Would it have been smarter to wait? What if we would have gone to college first? What if we would have saved up for a big wedding, and a long, luxurious honeymoon in the Bahamas?
And what would it be like to be in a little house, with a real Christmas tree, and real Christmas decorations?
As it was, I worked down at the supermarket in town — usually only thirty hours a week. River did odds and ends jobs whenever and wherever he could. Sometimes he was a plumber, sometimes a car mechanic, other times an electrician or lawn mower or forest clearer.
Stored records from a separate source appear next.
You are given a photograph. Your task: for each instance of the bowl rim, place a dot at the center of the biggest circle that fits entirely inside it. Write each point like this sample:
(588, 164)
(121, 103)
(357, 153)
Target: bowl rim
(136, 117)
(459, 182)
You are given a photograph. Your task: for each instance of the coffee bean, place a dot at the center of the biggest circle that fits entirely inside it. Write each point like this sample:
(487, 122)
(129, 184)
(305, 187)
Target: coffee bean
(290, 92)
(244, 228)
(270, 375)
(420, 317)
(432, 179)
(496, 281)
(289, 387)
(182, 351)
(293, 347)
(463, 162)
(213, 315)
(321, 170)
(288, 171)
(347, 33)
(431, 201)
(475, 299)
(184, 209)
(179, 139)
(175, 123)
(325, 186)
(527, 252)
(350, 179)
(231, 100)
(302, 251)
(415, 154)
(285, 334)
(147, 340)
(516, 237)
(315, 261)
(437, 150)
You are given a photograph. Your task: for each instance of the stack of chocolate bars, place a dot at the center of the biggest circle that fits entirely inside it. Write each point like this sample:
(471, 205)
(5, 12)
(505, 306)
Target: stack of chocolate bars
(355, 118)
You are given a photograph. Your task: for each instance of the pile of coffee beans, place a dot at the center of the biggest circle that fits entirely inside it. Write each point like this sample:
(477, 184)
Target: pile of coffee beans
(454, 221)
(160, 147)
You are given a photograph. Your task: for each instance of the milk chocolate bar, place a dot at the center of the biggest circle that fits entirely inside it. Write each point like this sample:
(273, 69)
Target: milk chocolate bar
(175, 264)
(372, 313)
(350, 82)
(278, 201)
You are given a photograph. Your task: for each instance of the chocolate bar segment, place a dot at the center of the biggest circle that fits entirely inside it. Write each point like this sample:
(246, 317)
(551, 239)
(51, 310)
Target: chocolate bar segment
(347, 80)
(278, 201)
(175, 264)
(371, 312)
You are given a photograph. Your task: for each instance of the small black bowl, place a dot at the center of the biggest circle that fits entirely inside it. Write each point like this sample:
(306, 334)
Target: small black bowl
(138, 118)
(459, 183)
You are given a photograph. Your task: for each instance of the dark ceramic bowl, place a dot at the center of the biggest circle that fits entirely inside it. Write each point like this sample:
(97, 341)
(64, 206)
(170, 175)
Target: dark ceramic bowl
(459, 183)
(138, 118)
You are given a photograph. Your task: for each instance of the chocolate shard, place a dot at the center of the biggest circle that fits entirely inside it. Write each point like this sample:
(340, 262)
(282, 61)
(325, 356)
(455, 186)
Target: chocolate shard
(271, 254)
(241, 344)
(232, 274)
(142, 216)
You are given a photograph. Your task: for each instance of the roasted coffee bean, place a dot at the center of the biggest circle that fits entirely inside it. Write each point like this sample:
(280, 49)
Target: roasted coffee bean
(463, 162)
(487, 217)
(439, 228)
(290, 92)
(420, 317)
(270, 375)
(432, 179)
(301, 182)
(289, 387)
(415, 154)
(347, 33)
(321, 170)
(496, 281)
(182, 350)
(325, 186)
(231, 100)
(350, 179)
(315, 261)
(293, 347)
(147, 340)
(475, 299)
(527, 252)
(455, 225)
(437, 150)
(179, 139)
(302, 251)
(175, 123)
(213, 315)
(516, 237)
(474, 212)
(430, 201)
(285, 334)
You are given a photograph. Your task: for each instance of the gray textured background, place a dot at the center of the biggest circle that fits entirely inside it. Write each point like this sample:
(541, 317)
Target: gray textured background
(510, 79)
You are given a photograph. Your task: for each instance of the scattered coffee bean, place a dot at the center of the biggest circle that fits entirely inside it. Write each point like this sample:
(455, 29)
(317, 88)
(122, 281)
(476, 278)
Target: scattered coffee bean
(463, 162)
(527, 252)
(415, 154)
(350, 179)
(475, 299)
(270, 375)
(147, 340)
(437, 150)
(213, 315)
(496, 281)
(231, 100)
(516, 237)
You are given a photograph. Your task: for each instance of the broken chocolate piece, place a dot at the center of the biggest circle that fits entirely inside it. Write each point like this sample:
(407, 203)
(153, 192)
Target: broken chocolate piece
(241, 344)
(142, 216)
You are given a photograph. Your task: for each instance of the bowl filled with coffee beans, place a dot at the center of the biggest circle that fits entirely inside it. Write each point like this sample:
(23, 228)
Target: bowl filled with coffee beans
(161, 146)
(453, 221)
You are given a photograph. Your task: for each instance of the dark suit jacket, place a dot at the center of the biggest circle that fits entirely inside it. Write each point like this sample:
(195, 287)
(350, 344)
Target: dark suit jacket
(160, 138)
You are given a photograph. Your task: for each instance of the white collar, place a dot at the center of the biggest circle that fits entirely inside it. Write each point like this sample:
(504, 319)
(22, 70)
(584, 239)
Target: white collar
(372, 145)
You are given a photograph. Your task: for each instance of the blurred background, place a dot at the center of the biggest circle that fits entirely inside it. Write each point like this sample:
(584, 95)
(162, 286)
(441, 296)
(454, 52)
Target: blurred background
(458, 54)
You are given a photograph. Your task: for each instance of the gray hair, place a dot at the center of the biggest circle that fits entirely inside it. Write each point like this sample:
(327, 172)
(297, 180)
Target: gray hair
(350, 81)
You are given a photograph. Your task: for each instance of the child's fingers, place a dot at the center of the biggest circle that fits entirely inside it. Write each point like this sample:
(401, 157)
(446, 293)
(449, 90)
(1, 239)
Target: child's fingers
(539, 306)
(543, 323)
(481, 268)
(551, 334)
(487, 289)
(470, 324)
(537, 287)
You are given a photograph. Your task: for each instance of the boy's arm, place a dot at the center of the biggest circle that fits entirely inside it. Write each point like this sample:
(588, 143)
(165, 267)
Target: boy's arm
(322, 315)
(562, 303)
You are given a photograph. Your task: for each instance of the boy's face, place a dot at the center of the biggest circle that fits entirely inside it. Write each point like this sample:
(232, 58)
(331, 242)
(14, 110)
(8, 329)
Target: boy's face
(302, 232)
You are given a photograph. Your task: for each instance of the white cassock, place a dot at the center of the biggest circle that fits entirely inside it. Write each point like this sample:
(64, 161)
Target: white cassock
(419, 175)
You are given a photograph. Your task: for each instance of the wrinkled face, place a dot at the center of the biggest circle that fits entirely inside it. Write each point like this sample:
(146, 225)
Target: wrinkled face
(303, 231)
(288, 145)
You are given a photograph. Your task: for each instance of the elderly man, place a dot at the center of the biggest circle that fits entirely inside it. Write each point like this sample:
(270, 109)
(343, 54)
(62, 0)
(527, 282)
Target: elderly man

If there was a job in town, River found it, and he worked it with a smile — even though I knew he was tired, and the days were long, and it wasn’t what made him happy.
But he did it for us.
We saved up every penny we could after the bills were paid, but somehow, that savings would disappear no sooner than we had it saved up. The car transmission would go out, or Moose would have to go to the vet, or someone in town would go through a hard time, and we’d help in whatever way we could.
And now, it was Christmas Eve, barely above zero degrees outside with another round of snow fluttering in, and we didn’t have a working heater or a fireplace or even a single strand of lights on our Christmas tree.
River sat down next to me on the couch once he was out of the shower, one that was absolutely necessary after a long day of work. He couldn’t even afford to take the holiday off. I leaned into his fresh scent, his body still warm from the water. He wrapped me in his arms, and I sighed, laying my head on his chest with my eyes still on the tree.